Wir haben auch immer wieder gefordert, die Selbstkontrollen der Unternehmen stärker zu kontrollieren. Ich denke, auch das war richtig. Heute muss ich sogar sagen: Das auf europäischen Richtlinien fußende System der Selbstkontrollen muss angesichts dieses Falls kritisch hinterfragt werden; denn das System ist so, wie es umgesetzt wird, augenscheinlich auf Sand gebaut.

Nach der wochenlangen Diskussion über Bayern-Ei und nach unseren Vorschlägen haben Sie, Frau Ministerin, selbst den Obersten Rechnungshof den gesundheitlichen Verbraucherschutz in Bayern durchleuchten lassen. Das Gutachten war eine schallende Ohrfeige für die bisherige Politik in diesem Bereich und hat eine ganze Reihe von Problemen aufgedeckt. Seitdem, also seit Februar, haben wir von Ihnen aber nur gehört, dass Sie in Ihrem Ministerium eine Projektgruppe und eine interministerielle Arbeitsgruppe eingerichtet haben. Wir haben noch keine konkreten Ergebnisse gehört, was die Umsetzung oder die genauen Pläne für etwaige Reformen angeht.

Sie haben jetzt am 25. Mai einen Zwischenbericht abgegeben, in dem Sie schreiben: Kurzfristig umzusetzende Maßnahmen sind derzeit eingeleitet, und weiterführende Maßnahmen, die auch als Daueraufgabe fortgeführt werden müssen, sind in Vorbereitung. Frau Ministerin, das ist "Bürokratiesprech". Was heißt das konkret? – Ich fordere Sie auf, das heute bei dieser Gelegenheit dem Bayerischen Landtag zu erläutern.

(Beifall bei der SPD)

Ich will zwei Beispiele aus der Mängelliste des ORH herausgreifen, also zwei Beispiele aus den 13 Punkten.
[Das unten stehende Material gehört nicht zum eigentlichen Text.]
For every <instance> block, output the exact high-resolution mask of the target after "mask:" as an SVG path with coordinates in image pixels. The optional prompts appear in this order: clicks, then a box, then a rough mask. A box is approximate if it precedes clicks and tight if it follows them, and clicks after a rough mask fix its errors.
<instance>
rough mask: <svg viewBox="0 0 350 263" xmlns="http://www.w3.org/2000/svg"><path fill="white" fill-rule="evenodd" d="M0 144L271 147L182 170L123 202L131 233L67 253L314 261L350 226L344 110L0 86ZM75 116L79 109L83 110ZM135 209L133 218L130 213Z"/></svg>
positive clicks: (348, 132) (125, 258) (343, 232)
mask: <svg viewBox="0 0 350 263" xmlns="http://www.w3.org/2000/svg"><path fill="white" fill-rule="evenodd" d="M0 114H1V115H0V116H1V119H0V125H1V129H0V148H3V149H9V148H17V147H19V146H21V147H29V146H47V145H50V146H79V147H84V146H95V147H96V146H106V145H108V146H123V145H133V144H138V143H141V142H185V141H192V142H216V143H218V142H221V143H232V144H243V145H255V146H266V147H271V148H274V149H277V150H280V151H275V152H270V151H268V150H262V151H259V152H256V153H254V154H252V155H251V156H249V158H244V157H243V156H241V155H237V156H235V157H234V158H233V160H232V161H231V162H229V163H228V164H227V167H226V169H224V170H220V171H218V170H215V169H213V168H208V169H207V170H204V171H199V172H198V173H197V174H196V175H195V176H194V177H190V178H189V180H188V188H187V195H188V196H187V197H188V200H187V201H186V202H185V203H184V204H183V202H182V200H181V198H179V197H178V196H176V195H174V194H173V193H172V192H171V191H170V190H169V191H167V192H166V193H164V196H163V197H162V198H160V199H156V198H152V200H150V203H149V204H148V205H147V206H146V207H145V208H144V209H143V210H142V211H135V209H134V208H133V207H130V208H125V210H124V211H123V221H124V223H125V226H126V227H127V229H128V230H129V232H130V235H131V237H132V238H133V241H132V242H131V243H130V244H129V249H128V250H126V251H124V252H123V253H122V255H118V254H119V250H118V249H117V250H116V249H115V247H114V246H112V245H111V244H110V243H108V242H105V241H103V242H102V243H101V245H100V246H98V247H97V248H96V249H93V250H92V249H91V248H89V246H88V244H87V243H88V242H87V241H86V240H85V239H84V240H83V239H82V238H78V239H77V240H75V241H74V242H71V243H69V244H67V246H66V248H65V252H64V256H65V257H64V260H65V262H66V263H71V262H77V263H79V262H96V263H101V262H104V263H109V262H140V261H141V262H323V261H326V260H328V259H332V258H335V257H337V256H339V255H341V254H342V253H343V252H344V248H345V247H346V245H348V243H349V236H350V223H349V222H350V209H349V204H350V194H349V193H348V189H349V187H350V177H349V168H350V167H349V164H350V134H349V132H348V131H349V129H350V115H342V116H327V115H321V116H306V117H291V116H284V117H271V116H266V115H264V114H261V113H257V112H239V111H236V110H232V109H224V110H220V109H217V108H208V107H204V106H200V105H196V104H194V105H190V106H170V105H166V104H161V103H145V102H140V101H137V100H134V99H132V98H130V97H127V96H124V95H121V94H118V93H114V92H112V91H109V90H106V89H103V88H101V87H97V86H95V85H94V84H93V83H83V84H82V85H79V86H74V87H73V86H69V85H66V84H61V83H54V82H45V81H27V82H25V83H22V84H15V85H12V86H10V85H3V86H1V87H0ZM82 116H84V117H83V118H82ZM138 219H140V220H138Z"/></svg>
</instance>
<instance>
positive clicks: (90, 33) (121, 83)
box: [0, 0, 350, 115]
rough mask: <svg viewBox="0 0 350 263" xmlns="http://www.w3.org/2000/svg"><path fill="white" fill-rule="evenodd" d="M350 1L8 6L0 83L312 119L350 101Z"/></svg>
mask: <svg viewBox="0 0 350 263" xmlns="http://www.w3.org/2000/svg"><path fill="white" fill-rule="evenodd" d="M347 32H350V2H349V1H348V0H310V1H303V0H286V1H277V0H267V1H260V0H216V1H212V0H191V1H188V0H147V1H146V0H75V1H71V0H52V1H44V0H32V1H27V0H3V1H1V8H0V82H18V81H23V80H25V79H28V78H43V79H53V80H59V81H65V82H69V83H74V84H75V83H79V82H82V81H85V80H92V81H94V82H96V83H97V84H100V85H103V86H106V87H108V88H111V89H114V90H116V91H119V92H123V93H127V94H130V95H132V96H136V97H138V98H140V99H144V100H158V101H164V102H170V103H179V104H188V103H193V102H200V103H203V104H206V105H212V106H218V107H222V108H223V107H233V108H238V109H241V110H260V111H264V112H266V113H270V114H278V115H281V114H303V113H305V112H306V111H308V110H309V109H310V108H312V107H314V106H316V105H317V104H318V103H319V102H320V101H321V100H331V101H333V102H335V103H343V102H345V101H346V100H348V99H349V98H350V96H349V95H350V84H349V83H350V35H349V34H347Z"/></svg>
Der Oberste Rechnungshof hat Personalbedarfsanalysen gefordert. Wir werden in diesem Haus bald mit den Beratungen über den neuen Doppelhaushalt beginnen, und ich finde, der Landtag hat ein Recht darauf, zu erfahren, wann Sie diese Personalbedarfsanalysen durchführen lassen wollen. Schließlich müssen etwaige Personalausgaben von den Mitgliedern dieses Landtags im Haushalt bewilligt werden. Wann dürfen wir diesbezüglich mit Auskünften und Vorschlägen von Ihrer Seite rechnen?
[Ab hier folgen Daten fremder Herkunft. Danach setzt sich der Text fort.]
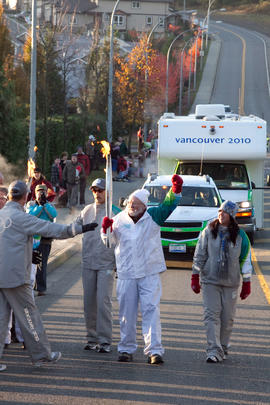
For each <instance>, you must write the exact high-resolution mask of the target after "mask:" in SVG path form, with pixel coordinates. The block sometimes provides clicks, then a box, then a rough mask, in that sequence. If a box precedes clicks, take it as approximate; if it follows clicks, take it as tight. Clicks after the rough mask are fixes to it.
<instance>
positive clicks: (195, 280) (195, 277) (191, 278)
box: [191, 274, 201, 294]
mask: <svg viewBox="0 0 270 405" xmlns="http://www.w3.org/2000/svg"><path fill="white" fill-rule="evenodd" d="M191 288H192V290H193V291H194V292H195V294H199V293H200V291H201V286H200V276H199V274H192V276H191Z"/></svg>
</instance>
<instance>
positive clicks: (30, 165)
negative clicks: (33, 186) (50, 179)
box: [26, 158, 36, 192]
mask: <svg viewBox="0 0 270 405" xmlns="http://www.w3.org/2000/svg"><path fill="white" fill-rule="evenodd" d="M35 167H36V164H35V162H34V161H33V159H32V158H29V159H28V162H27V175H28V181H27V183H26V184H27V189H28V191H29V192H30V187H31V184H32V180H33V176H34V169H35Z"/></svg>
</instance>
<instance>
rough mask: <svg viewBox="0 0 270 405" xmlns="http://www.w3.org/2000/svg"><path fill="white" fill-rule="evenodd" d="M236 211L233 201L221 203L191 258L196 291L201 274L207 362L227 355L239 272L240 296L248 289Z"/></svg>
mask: <svg viewBox="0 0 270 405" xmlns="http://www.w3.org/2000/svg"><path fill="white" fill-rule="evenodd" d="M237 211H238V206H237V204H235V203H234V202H232V201H229V200H227V201H224V202H223V203H222V204H221V206H220V209H219V211H218V218H217V219H215V220H214V221H212V222H211V223H210V224H209V225H208V226H207V227H206V228H205V229H204V230H203V232H202V233H201V235H200V238H199V241H198V243H197V246H196V249H195V254H194V258H193V266H192V270H193V271H192V278H191V288H192V290H193V291H194V292H195V294H199V292H200V290H201V286H200V275H201V284H202V291H203V306H204V323H205V327H206V336H207V349H206V361H207V362H208V363H218V362H220V361H222V360H225V359H226V356H227V355H228V350H229V342H230V337H231V333H232V328H233V321H234V317H235V311H236V303H237V295H238V288H239V285H240V277H241V275H242V279H243V282H242V289H241V293H240V297H241V299H242V300H244V299H246V298H247V297H248V296H249V294H250V292H251V287H250V278H251V273H252V264H251V254H250V242H249V239H248V236H247V235H246V233H245V232H244V231H243V230H242V229H240V228H239V226H238V224H237V222H236V221H235V215H236V213H237Z"/></svg>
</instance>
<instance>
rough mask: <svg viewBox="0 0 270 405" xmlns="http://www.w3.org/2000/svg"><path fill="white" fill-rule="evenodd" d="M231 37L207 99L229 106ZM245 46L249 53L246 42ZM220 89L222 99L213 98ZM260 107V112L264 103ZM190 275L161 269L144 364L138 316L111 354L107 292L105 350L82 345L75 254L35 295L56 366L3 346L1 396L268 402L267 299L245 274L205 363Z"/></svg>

Ein weiteres Beispiel. Haben Sie auch angesichts der gestiegenen Gefahr zum Beispiel von Hepatitis E in Schweinefleisch endlich dafür gesorgt, dass in der Schweinemast wenigstens die vorgeschriebene Anzahl von Kontrollen durchgeführt wird und nicht nur, wie der ORH zu Recht bemängelt hat, weniger als die Hälfte der vorgeschriebenen Kontrollen?
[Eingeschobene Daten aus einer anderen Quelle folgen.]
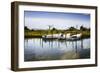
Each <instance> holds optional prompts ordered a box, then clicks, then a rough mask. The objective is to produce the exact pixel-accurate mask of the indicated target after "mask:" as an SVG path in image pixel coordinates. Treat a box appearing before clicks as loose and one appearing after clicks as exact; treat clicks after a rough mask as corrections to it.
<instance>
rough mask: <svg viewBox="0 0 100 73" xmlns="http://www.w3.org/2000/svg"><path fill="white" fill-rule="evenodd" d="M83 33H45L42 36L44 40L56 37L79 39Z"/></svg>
mask: <svg viewBox="0 0 100 73" xmlns="http://www.w3.org/2000/svg"><path fill="white" fill-rule="evenodd" d="M81 35H82V34H81V33H80V34H75V35H71V34H70V33H68V34H53V35H44V36H42V38H43V39H44V40H54V39H58V40H78V39H80V38H81Z"/></svg>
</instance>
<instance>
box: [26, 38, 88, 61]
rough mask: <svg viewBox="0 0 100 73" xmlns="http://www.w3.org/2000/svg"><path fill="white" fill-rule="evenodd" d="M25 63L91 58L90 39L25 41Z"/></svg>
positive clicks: (31, 40)
mask: <svg viewBox="0 0 100 73" xmlns="http://www.w3.org/2000/svg"><path fill="white" fill-rule="evenodd" d="M24 47H25V49H24V60H25V61H41V60H64V59H84V58H90V39H89V38H88V39H82V40H78V41H65V40H43V39H42V38H31V39H25V44H24Z"/></svg>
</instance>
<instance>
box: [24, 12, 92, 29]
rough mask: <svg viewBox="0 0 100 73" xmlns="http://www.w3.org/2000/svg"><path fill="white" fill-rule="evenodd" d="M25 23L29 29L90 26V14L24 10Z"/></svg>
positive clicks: (42, 28)
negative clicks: (26, 10) (50, 27)
mask: <svg viewBox="0 0 100 73" xmlns="http://www.w3.org/2000/svg"><path fill="white" fill-rule="evenodd" d="M24 25H25V26H27V27H28V28H29V29H49V26H51V28H53V27H55V28H56V29H62V30H63V29H68V28H70V27H77V28H79V27H80V26H84V27H87V28H89V27H90V14H84V13H67V12H66V13H64V12H43V11H24Z"/></svg>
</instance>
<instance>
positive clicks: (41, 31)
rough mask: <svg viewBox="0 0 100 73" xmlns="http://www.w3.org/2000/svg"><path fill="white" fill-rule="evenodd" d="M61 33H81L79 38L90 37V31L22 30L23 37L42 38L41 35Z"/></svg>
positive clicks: (71, 33)
mask: <svg viewBox="0 0 100 73" xmlns="http://www.w3.org/2000/svg"><path fill="white" fill-rule="evenodd" d="M60 33H62V34H63V35H66V34H68V33H70V34H71V35H75V34H79V33H81V34H82V36H81V38H89V37H90V31H59V32H55V31H53V32H48V31H46V30H44V31H43V30H42V31H39V30H38V31H25V32H24V37H25V38H42V36H45V35H53V34H60Z"/></svg>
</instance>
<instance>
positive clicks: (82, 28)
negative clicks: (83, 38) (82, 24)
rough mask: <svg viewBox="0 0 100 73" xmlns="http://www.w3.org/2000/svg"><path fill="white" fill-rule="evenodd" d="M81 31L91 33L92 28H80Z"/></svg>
mask: <svg viewBox="0 0 100 73" xmlns="http://www.w3.org/2000/svg"><path fill="white" fill-rule="evenodd" d="M80 30H81V31H90V28H86V27H84V26H80Z"/></svg>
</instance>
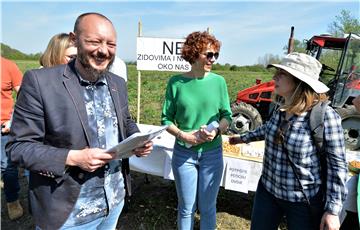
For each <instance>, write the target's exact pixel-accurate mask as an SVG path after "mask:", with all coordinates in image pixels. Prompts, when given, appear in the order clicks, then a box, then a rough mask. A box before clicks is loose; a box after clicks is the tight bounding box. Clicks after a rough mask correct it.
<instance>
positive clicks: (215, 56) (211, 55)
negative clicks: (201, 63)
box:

Frau Ministerin, es wird aus unserer Sicht Zeit, dass Sie liefern, dass von Ihnen endlich substanzielle Vorschläge kommen, insbesondere zu unseren eben genannten Forderungen und Vorschlägen, was die Organisation des Verbraucherschutzes und was die Herstellung eines effektiven Verbraucherschutzes in Bereichen angeht, wo wir Probleme haben; denn jeder Tag, der ins Land geht, ohne dass der gesundheitliche Verbraucherschutz und die Kontrollen in Bayern reformiert sind, bedeutet Gefahr für Leib und Leben der Menschen hier im Freistaat und über seine Grenzen hinaus. Das wollen und werden wir nicht akzeptieren.